Most of us engage in some form of interpersonal communication on a regular basis, often many times a day, how well we communicate with others is a measure of our interpersonal skills.

Interpersonal communication is a key life skill and can be used to:

  • Give and collect information.
  • Influence the attitudes and behavior of others.
  • Form contacts and maintain relationships.
  • Make sense of the world and our experiences in it.
  • Express personal needs and understand the needs of others.
  • Give and receive emotional support.
  • Make decisions and solve problems.
  • Anticipate and predict behavior.
  • Regulate power.

Other Communication Skills

Communication skills encompass far more than simple verbal and non-verbal communication, even in a wide range of circumstances.

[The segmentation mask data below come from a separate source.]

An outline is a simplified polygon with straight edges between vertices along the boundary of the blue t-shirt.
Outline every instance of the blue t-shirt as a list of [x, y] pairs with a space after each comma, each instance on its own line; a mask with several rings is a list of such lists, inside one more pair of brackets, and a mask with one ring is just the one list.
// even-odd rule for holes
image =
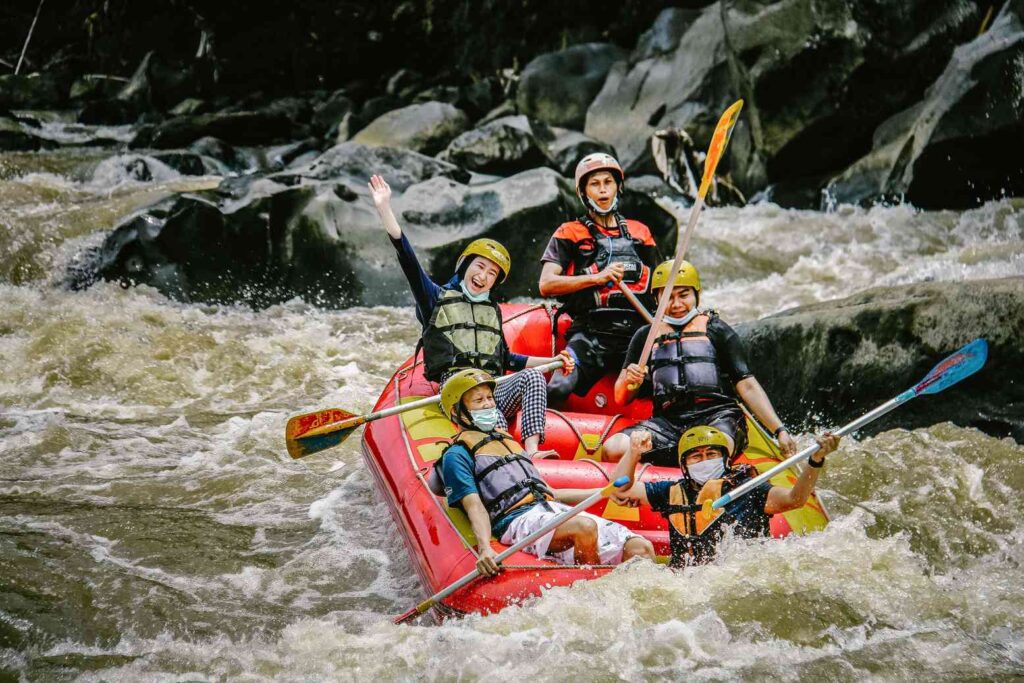
[[[471, 493], [480, 494], [476, 487], [476, 477], [473, 476], [473, 464], [473, 456], [469, 449], [460, 443], [445, 451], [441, 460], [441, 478], [444, 480], [444, 494], [451, 507], [462, 507], [462, 499]], [[491, 534], [500, 539], [512, 520], [536, 504], [521, 505], [512, 512], [499, 517], [491, 523]]]
[[[669, 490], [678, 484], [679, 481], [650, 481], [644, 484], [644, 488], [647, 489], [647, 502], [651, 504], [651, 509], [655, 512], [664, 512], [671, 503], [669, 502]], [[768, 492], [771, 490], [772, 485], [769, 482], [764, 482], [756, 489], [748, 493], [745, 497], [750, 500], [761, 500], [768, 501]], [[725, 506], [725, 511], [728, 513], [734, 512], [737, 505], [742, 501], [743, 498], [737, 498], [728, 505]], [[750, 504], [750, 500], [746, 501], [746, 504]], [[764, 503], [761, 503], [761, 509], [764, 509]]]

Other instances of communication include:

Presentation Skills Although, for many of us, presentation skills are used infrequently, there will probably be times in your life when you need to present information to a group of people, either in a formal or informal setting.

Writing Skills Communication skills are not limited to direct interaction with other people and the spoken word.

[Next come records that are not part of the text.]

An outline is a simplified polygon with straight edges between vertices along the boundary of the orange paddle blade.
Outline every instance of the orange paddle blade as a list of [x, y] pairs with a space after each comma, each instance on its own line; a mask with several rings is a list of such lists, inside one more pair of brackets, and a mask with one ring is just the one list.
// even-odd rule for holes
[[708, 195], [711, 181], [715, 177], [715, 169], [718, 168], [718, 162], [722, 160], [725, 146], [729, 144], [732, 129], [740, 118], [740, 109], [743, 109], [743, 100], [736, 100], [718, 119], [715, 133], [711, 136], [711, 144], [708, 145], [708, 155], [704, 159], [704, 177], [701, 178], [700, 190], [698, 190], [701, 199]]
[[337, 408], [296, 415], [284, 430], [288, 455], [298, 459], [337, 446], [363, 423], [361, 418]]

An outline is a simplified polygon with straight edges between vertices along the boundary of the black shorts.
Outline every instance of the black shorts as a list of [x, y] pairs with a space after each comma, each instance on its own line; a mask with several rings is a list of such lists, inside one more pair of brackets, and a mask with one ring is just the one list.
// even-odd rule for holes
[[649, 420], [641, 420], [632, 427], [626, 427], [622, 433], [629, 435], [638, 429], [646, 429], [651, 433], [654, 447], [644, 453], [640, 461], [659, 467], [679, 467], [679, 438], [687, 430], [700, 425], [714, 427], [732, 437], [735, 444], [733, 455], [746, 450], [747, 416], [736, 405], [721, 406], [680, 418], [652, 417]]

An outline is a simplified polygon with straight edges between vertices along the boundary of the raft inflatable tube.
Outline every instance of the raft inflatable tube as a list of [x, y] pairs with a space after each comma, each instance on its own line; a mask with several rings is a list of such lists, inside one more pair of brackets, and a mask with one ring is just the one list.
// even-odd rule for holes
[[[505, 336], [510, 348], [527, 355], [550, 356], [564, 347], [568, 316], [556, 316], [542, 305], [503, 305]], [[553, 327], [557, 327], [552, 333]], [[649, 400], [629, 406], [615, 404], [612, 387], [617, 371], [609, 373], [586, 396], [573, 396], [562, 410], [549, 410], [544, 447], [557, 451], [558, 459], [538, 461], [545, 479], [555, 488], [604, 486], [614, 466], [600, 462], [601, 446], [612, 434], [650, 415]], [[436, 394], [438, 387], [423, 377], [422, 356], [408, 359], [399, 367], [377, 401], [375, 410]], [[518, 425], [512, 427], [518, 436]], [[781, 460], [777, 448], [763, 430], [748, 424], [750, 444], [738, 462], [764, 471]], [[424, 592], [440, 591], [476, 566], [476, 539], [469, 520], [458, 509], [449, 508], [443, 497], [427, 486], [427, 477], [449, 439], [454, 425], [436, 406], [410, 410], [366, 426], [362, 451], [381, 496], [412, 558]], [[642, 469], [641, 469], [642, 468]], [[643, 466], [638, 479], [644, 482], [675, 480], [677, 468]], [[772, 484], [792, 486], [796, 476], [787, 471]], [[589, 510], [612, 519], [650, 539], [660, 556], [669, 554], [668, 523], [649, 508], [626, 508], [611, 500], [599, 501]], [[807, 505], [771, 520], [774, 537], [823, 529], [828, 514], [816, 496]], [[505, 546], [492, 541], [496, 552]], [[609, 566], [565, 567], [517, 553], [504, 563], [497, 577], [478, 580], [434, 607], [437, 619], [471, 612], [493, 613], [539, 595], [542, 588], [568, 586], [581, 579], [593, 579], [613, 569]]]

The ability to be able to write clearly and effectively is key to communication, and this set of skills should not be limited to journalists or professional authors. Poor written communication can be frustrating for the reader and potentially damaging for the author – would you buy a product from a website peppered with spelling mistakes?

Personal Skills Personal Skills are the skills that we use to maintain a healthy body and mind. But they can also enhance communication.

Communication is a complex subject with many areas and skills to consider. 

Common Barriers to Effective Communication

There are many barriers to communication and these may occur at any stage in the communication process. Barriers may lead to your message becoming distorted and you therefore risk wasting both time and/or money by causing confusion and misunderstanding.  Effective communication involves overcoming these barriers and conveying a clear and concise message. 

  • The use of jargon. Over-complicated, unfamiliar and/or technical terms.
  • Emotional barriers and taboos. Some people may find it difficult to express their emotions and some topics may be completely ‘off-limits’ or taboo.
  • Lack of attention, interest, distractions, or irrelevance to the receiver. 
  • Differences in perception and viewpoint.
  • Physical disabilities such as hearing problems or speech difficulties.
  • Physical barriers to non-verbal communication. Not being able to see the non-verbal cues, gestures, posture and general body language can make communication less effective.
  • Language differences and the difficulty in understanding unfamiliar accents.
  • Expectations and prejudices which may lead to false assumptions or stereotyping.  People often hear what they expect to hear rather than what is actually said and jump to incorrect conclusions.
  • Cultural differences.  The norms of social interaction vary greatly in different cultures, as do the way in which emotions are expressed. For example, the concept of personal space varies between cultures and between different social settings.